The next big data point for investors is the Labor Department’s monthly employment survey due out Friday. Oddly enough, a weak report might be encouraging to stock investors since it would imply that the Fed will keep buying bonds to support the economy.
That’s the reaction the stock market had on Monday, when traders interpreted an unexpected slowdown in U.S. manufacturing last month as the latest sign that the Fed wasn’t close to winding down its stimulus program.
“You gotta believe that people are getting ready for the end of the week,” said Jim Paulsen, chief investment strategist at Wells Capital Management in Minneapolis.
The Fed has been buying $85 billion in bonds each month, helping to keep bond prices high and the yields they pay low. In theory, that should lead people to borrow and also shift money out of bonds and into other investments.
Many investors expect long-term interest rates to rise when the Fed scales back its bond-buying. If they climb high enough, more investors may be tempted to buy bonds instead of stocks. Trying to anticipate that outcome, many traders are pre-emptively selling stocks on the slightest signs that the Fed may be closer to slowing its stimulus.
The current yield of 2.15 percent on the benchmark 10-year Treasury note is extremely low by historical standards. It’s also nearly identical to the average dividend payment of 2.14 percent for stocks in the S&P 500.
The Standard & Poor’s 500 index fell 9.04 points to close at 1,631.38, a drop of 0.6 percent. It had lost as much as 16 points, or 1 percent, around 2:30 p.m.
The Dow Jones industrial average lost 76.49 points to 15,177.54, a drop of 0.5 percent. The Dow had gained for the previous 20 Tuesdays in a row.
The Nasdaq composite fell 20.11 points to 3,445.26, down 0.6 percent.
It looked like the stock market was headed for a second straight day of gains at the start of trading Tuesday. Encouraging news about home prices and trade helped push the S&P 500 up 0.4 percent in the early going. It turned flat shortly before noon, slid 1 percent an hour later and then spent the rest of the day climbing back.

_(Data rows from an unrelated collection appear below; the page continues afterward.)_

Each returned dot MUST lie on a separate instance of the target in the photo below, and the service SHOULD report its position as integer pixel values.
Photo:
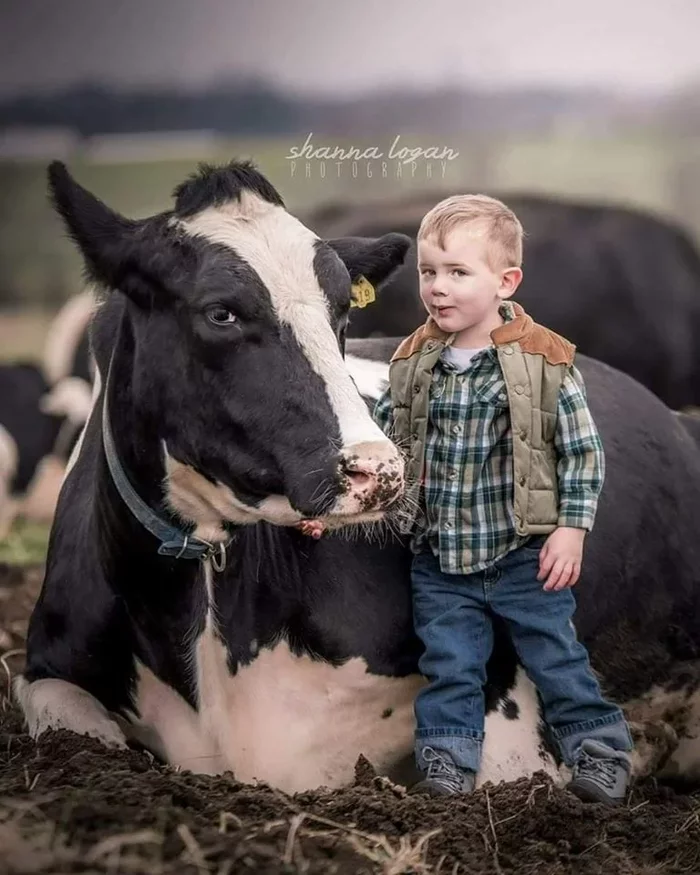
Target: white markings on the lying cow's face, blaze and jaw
(281, 250)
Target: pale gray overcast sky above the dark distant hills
(350, 45)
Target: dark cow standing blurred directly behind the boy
(624, 286)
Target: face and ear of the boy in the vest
(460, 286)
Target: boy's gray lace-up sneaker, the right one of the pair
(600, 774)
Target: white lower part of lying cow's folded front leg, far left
(50, 703)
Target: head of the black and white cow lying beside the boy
(238, 315)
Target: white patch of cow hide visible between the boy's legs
(512, 748)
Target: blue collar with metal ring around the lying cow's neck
(174, 540)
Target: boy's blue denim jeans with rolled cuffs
(451, 615)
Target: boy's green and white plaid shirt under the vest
(466, 512)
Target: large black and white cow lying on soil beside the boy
(180, 607)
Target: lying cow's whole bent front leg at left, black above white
(80, 661)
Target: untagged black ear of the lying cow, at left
(116, 250)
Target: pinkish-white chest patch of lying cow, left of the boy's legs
(298, 723)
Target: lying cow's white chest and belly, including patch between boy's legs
(297, 723)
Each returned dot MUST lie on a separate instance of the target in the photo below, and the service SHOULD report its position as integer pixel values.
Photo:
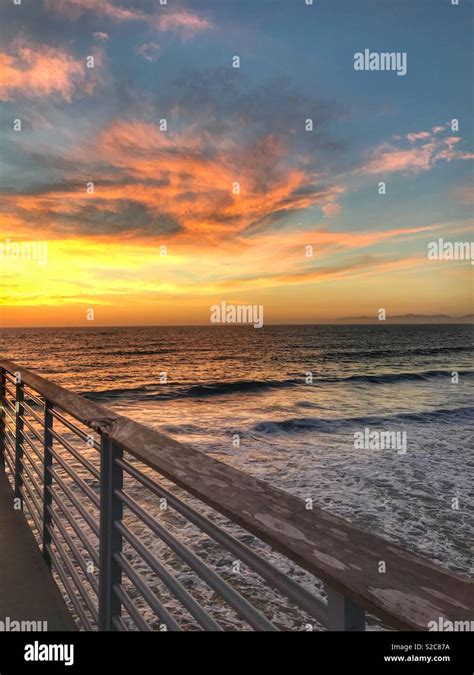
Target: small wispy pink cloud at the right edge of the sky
(425, 150)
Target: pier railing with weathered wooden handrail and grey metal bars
(144, 533)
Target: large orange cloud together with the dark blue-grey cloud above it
(240, 163)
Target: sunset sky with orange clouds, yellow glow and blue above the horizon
(159, 179)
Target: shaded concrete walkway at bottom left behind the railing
(27, 589)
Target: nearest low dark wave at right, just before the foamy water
(349, 423)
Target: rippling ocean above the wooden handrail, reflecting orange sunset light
(284, 403)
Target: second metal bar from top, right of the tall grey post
(240, 604)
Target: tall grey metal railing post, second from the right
(111, 509)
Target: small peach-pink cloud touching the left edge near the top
(39, 70)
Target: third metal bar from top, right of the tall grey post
(180, 593)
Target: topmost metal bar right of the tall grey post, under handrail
(291, 589)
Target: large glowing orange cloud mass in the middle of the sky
(189, 179)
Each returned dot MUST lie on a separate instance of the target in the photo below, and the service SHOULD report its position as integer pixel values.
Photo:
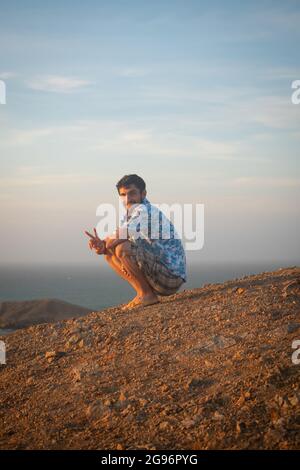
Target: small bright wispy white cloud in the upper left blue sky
(57, 84)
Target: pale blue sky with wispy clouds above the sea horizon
(193, 96)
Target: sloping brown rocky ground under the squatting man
(209, 368)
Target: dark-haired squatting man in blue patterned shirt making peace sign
(139, 251)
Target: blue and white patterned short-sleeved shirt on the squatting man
(147, 225)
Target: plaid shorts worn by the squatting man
(157, 274)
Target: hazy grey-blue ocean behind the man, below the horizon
(97, 287)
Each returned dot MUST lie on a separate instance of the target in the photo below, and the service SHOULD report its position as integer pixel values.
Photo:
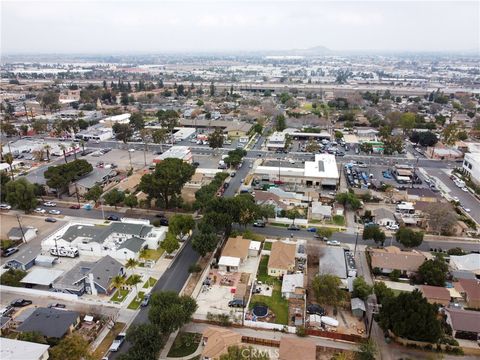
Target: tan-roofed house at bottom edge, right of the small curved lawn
(216, 342)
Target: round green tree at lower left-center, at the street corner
(169, 311)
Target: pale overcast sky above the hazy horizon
(166, 26)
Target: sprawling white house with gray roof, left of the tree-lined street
(120, 240)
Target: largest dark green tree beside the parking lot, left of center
(167, 180)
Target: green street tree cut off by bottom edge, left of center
(146, 342)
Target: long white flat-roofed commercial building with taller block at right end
(322, 172)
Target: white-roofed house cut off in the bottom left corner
(11, 349)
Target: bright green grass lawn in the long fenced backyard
(276, 303)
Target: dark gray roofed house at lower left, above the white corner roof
(51, 322)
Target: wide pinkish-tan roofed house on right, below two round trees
(393, 258)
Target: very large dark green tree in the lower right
(409, 315)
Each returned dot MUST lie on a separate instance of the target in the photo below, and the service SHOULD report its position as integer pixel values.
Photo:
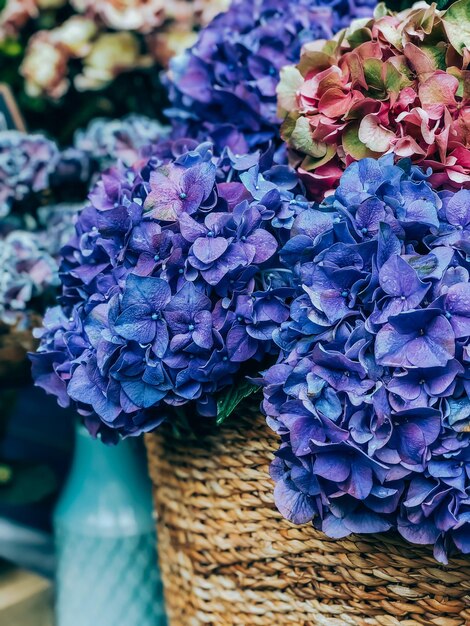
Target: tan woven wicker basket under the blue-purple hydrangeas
(229, 559)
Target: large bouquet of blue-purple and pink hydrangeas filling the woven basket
(198, 261)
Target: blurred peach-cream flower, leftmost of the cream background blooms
(44, 67)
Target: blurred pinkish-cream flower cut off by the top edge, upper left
(130, 15)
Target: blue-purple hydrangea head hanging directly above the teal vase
(170, 287)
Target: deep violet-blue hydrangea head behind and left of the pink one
(225, 86)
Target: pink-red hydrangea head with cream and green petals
(397, 83)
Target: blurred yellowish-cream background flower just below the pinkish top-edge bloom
(110, 55)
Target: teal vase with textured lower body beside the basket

General Motors gained 1.6 percent on news that the company will be added to the S&P 500 index on Thursday, replacing H.J. Heinz Co. The ketchup maker is being acquired by Warren Buffett’s Berkshire Hathaway and the private equity firm 3G Capital. GM rose 54 cents to $34.96.
The price of crude oil slipped 14 cents to $93.31 a barrel and gold fell $14.70 to $1,397.20 an ounce.
Among other companies in the news:
— Dollar General sank 9 percent, the biggest drop in the S&P 500. The discount-store chain cut its earnings and revenue forecast for the year ahead because it expects sales to slow. Dollar General’s stock dropped $4.91 to $48.64.
— SAIC slid 7 cents to $14.77. The security and communications technology company posted a 31 percent drop in quarterly earnings late Monday, as government spending cuts crimped SAIC’s revenue.
— Salesforce.com announced plans buy the marketing software company ExactTarget for $2.3 billion. Salesforce fell 8 percent, or $3.24, to $37.80. ExactTarget jumped 52 percent, or $11.59, to $33.69.